The thing about hockey is that the cliché is actually real. It’s really a game where a split second changes everything. The difference between winning and losing is so razor thin. If you don’t have a good room, and you’re not all 100% locked-in and willing to do literally anything to win, you are not gonna win.

I don’t care how fast your guys are or how good your system is. Everybody’s guys are fast. Everybody’s system is good. What you need is a room full of guys who are willing to do anything. We had it in 2011. I think we have it again in 2018.

Apparently all it takes to win in the NHL is a “good room” and the willingness to do anything to win.

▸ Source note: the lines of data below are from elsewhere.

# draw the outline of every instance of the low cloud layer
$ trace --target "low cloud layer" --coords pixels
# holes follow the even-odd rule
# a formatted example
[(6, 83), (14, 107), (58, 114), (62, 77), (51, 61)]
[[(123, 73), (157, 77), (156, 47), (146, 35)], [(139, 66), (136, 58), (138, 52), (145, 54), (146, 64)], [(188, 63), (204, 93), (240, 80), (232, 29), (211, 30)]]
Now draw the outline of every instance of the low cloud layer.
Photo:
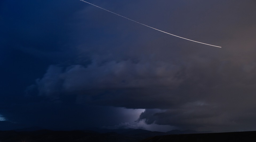
[[(4, 118), (20, 127), (50, 127), (52, 120), (55, 128), (255, 130), (254, 1), (94, 3), (222, 48), (77, 1), (35, 2), (27, 11), (26, 2), (3, 3), (21, 12), (1, 8), (8, 14), (0, 24), (9, 29), (1, 30), (0, 49), (10, 56), (1, 56), (6, 67), (0, 123), (8, 123)], [(129, 112), (139, 109), (145, 110)]]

It also helps when the opposing team’s best defensive centre suffers a freak eye injury, their best defensive defenceman suffers an abdominal injury on a hip check, one of their scoring wingers has his back broken, one of their veteran wingers suffered a sports hernia, their Selke-winning second-line centre is playing through groin and labrum tears, and the rest of the team has numerous other injuries.

No excuses, really — the Bruins won the Cup — but acting like it was only because they had a “good room” and will is a classic post hoc ergo propter hoc logical fallacy.

Also, it once again sells himself short. Marchand is a good hockey player! The Bruins were a good hockey team! The 2011 Bruins had so much skill to go with their toughness and had one of the greatest playoff performances from a goaltender of all time.

Marchand had 11 goals and 19 points in 25 playoff games that year. To chalk up their Stanley Cup victory as being solely the result of a “good room” belittles his own skill and that of his teammates. Not every team that has a “good room” wins the Stanley Cup, even if they’re willing to do whatever it takes to win.

So, in the end, I weirdly felt sad for Marchand. Sad that his dad told 12-year-olds to go take a run at a kid on the opposing team. Sad that he feels the need to cross the line to be an effective NHL player. Sad that he doesn’t seem to understand how good he and his teammates really are.